In vivo animal study

All mice (Charles River Laboratories, China) were handled in compliance with the Guide for the Care and Use of Laboratory Animals and approved by the Institutional Animal Care and Use Committee of the Third Affiliated Hospital of Sun Yat-sen University. They were housed in standard, specific pathogen-free conditions with ad libitum access to rodent laboratory chow and tap water, maintaining a temperature of 24 ± 1 °C, a humidity of 50 ± 10%, and a 12:12 h light/dark cycle. Food and water were freely available throughout the study.

For in vivo tumor growth monitoring, BALB/c-nude mice aged 3–4 weeks were subcutaneously injected with 1 × 106 HCC cells. Tumors were measured every two days, and on the final day, they were excised, weighed, and their volumes calculated using the formula: tumor volume = π/6 × large diameter × smaller diameter2.

To evaluate in vivo metastasis, BALB/c-nude mice aged 5–6 weeks were intravenously injected with 100 µL of HCC cell suspension (5 × 106/mL) through the tail vein. After 8 weeks, mice from each group were euthanized, and their lung tissues were collected for the evaluation of metastatic foci using standard histopathological methods.
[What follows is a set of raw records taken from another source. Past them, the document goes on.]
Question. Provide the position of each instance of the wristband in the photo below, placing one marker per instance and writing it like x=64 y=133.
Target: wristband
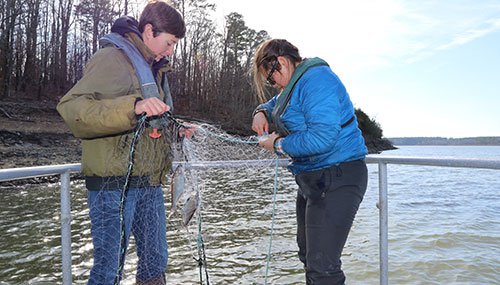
x=277 y=146
x=258 y=111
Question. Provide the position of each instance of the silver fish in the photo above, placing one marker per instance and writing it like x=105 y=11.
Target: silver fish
x=177 y=186
x=189 y=208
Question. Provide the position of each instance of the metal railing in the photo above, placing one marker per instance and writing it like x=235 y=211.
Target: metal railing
x=382 y=161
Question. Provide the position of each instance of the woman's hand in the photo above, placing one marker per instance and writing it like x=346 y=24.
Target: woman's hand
x=260 y=124
x=269 y=143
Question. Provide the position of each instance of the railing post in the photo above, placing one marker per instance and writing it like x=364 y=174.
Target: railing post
x=66 y=228
x=383 y=223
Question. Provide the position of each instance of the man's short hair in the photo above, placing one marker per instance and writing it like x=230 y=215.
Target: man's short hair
x=163 y=18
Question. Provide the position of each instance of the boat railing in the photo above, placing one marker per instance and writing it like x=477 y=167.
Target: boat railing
x=382 y=160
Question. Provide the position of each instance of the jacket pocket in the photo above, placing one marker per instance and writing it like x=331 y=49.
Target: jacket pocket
x=313 y=184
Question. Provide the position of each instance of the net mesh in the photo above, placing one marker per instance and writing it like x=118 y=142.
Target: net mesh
x=135 y=213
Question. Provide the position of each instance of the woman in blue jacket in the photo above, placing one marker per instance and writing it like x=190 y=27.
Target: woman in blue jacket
x=317 y=128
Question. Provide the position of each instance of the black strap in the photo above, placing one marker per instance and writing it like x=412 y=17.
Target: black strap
x=347 y=123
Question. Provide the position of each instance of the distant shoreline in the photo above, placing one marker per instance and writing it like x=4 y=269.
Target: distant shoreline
x=437 y=141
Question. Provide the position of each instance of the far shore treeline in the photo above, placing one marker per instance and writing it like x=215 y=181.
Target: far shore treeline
x=45 y=45
x=446 y=141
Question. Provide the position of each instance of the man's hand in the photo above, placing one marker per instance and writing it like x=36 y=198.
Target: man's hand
x=151 y=106
x=189 y=131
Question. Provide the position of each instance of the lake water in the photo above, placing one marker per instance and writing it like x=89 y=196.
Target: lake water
x=444 y=228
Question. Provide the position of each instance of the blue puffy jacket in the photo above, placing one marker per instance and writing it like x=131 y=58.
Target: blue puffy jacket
x=318 y=107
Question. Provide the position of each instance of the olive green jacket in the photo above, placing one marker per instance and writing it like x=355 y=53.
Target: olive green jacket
x=99 y=109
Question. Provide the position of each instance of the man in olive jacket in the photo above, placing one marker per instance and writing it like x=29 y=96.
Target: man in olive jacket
x=102 y=109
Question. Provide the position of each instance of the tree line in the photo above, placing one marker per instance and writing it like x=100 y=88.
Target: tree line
x=45 y=45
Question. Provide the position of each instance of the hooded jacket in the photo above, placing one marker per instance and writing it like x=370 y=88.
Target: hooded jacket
x=99 y=110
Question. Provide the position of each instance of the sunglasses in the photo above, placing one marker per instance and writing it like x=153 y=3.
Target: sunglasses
x=269 y=78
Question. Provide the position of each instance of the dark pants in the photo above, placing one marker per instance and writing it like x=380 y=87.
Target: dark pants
x=327 y=202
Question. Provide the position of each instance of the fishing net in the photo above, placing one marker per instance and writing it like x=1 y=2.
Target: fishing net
x=139 y=217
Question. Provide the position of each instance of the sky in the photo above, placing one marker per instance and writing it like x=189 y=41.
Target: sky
x=428 y=68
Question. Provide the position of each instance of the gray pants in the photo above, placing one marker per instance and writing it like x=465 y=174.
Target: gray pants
x=327 y=202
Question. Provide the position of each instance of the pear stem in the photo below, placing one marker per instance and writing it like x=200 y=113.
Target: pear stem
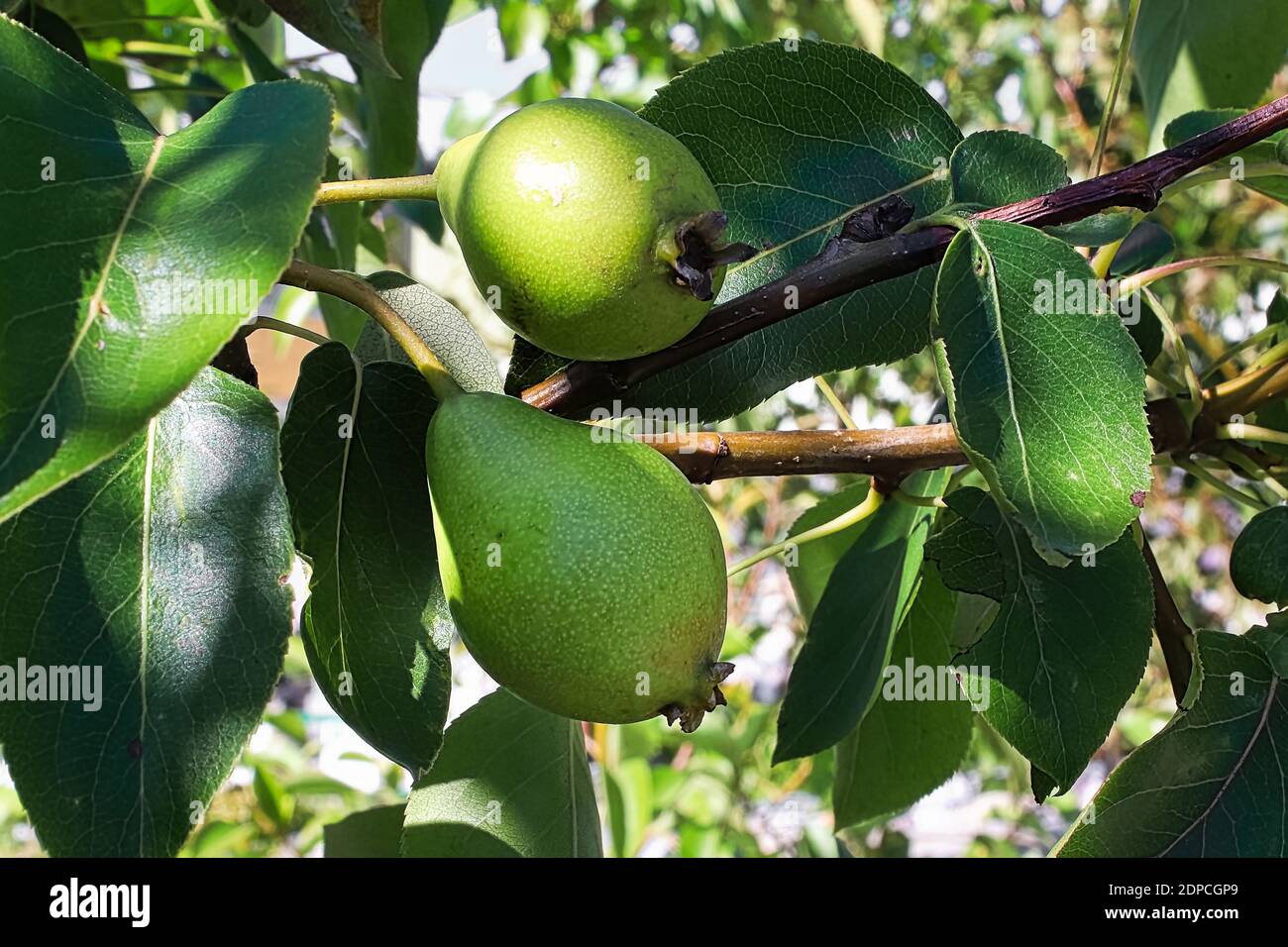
x=870 y=505
x=365 y=296
x=421 y=187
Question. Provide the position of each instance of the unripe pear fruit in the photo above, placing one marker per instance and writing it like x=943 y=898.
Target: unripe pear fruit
x=583 y=571
x=593 y=234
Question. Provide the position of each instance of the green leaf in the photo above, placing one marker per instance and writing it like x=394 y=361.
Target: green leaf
x=411 y=29
x=347 y=26
x=511 y=780
x=376 y=626
x=836 y=673
x=165 y=569
x=441 y=326
x=793 y=140
x=98 y=281
x=1192 y=54
x=1046 y=392
x=1211 y=784
x=1278 y=309
x=991 y=169
x=1267 y=150
x=629 y=796
x=909 y=742
x=815 y=560
x=995 y=167
x=1273 y=639
x=1068 y=646
x=374 y=832
x=1258 y=562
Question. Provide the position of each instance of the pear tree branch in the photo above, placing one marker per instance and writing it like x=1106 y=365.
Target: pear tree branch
x=853 y=265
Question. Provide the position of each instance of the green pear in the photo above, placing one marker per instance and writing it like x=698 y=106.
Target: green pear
x=591 y=232
x=583 y=570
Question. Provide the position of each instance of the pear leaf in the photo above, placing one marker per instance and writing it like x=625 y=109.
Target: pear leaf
x=510 y=781
x=165 y=248
x=162 y=575
x=376 y=628
x=1211 y=784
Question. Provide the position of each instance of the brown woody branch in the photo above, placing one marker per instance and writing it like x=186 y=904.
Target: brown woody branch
x=892 y=455
x=851 y=265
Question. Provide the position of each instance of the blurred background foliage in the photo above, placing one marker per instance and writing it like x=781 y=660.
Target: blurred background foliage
x=1038 y=65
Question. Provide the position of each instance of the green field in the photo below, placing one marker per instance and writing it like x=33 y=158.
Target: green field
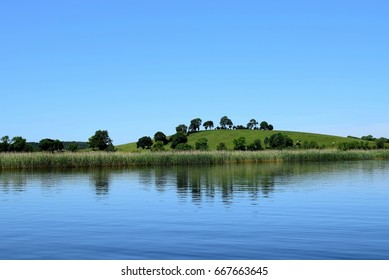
x=227 y=136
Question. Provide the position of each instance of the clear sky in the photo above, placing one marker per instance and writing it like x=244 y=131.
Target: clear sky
x=69 y=68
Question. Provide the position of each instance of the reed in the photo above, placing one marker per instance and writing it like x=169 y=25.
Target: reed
x=21 y=161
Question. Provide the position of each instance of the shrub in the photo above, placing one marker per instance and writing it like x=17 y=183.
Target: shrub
x=240 y=144
x=144 y=142
x=178 y=138
x=158 y=146
x=202 y=144
x=280 y=141
x=255 y=146
x=184 y=147
x=221 y=146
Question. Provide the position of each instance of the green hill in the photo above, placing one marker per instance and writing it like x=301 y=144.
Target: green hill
x=215 y=137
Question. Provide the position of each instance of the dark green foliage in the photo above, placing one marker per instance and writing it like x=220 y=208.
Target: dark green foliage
x=239 y=126
x=252 y=124
x=160 y=136
x=182 y=128
x=145 y=142
x=226 y=122
x=355 y=145
x=5 y=144
x=265 y=126
x=50 y=145
x=73 y=147
x=208 y=124
x=195 y=125
x=380 y=143
x=178 y=138
x=19 y=144
x=158 y=146
x=255 y=146
x=184 y=147
x=202 y=144
x=240 y=144
x=266 y=141
x=310 y=145
x=221 y=147
x=280 y=141
x=101 y=141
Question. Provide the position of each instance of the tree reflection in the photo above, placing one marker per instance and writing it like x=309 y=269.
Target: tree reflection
x=101 y=179
x=224 y=181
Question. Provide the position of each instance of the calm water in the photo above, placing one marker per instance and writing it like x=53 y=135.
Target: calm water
x=255 y=211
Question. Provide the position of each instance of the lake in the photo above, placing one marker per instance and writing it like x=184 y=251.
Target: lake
x=233 y=211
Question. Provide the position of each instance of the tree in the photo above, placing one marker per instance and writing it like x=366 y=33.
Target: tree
x=202 y=144
x=252 y=124
x=73 y=147
x=160 y=136
x=226 y=122
x=144 y=142
x=50 y=145
x=380 y=143
x=178 y=138
x=208 y=124
x=182 y=128
x=18 y=144
x=184 y=147
x=240 y=144
x=280 y=141
x=263 y=125
x=101 y=141
x=221 y=146
x=195 y=125
x=4 y=144
x=255 y=146
x=158 y=146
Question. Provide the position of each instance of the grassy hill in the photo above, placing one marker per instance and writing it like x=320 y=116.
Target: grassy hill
x=227 y=136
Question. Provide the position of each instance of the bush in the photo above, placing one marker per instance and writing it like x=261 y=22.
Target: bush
x=280 y=141
x=178 y=138
x=354 y=145
x=221 y=146
x=184 y=147
x=240 y=144
x=158 y=146
x=144 y=142
x=202 y=144
x=255 y=146
x=310 y=145
x=160 y=136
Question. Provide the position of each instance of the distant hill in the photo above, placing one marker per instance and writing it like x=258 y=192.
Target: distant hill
x=215 y=137
x=81 y=145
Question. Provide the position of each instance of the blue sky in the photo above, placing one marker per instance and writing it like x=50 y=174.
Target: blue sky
x=69 y=68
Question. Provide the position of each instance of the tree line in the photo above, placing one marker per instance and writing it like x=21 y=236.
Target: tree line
x=179 y=140
x=99 y=141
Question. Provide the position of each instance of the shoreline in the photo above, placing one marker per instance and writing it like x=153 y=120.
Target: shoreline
x=41 y=160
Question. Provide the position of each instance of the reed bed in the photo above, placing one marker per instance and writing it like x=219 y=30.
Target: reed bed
x=21 y=161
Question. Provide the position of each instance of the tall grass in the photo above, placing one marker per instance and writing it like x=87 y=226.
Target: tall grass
x=103 y=159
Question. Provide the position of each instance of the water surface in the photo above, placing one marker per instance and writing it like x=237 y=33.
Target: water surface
x=247 y=211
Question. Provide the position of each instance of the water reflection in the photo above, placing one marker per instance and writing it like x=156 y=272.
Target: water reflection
x=197 y=183
x=100 y=178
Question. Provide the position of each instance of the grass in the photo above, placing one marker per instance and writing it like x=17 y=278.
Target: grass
x=20 y=161
x=215 y=137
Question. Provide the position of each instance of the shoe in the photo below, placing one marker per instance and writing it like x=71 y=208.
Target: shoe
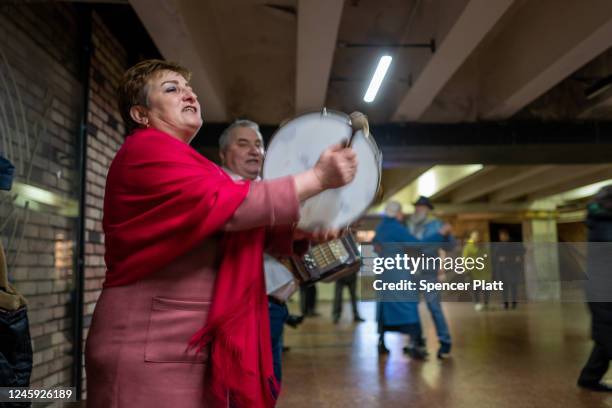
x=294 y=321
x=444 y=351
x=595 y=386
x=416 y=353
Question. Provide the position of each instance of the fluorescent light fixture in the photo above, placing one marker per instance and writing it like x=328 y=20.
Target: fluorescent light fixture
x=379 y=75
x=440 y=177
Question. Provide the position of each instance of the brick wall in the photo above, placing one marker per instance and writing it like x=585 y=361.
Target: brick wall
x=39 y=111
x=39 y=60
x=106 y=132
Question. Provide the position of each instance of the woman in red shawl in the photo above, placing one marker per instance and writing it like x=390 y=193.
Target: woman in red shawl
x=182 y=319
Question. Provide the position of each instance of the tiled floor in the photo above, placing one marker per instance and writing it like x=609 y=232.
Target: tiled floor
x=525 y=358
x=516 y=359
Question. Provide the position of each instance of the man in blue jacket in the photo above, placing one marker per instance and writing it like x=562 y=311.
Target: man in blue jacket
x=435 y=236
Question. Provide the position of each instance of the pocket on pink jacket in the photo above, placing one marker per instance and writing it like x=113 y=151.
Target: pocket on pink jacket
x=172 y=322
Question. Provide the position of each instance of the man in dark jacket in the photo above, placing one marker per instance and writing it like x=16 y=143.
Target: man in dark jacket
x=599 y=291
To assess the treatment effect of ZZW-115, 5 × 105 HCC cells were subcutaneously injected into 4- to 6-week-old BALB/c-nude mice. When the tumor volumes averaged approximately 200 mm3, mice were randomly assigned to specified groups. Treatments were administered every five days per week, including: 0.5% DMSO in PBS (carrier), lenvatinib 30 mg/kg (oral), ZZW-115 5 mg/kg (i.p. injection), or a combination of lenvatinib 30 mg/kg and ZZW-115 5 mg/kg. Mouse weight and tumor volume were measured every five days. After 25 days, mice were euthanized, and subcutaneous tumors were excised for routine hematoxylin and eosin (H&E) staining and subsequent IHC analysis, following the manufacturer’s instructions.

Statistical analysis

Each experiment was performed thrice for technical consistency. Error bars, unless specified otherwise, denote standard deviation (SD). Data were analyzed using GraphPad Prism 6.0, with pairwise group comparisons conducted using a two-tailed, unpaired Student’s t-test, and multiple comparisons analyzed using one-way or two-way ANOVA. Statistical significance was represented as *p < 0.05, **p < 0.01, and ***p < 0.001, with ns indicating no significance.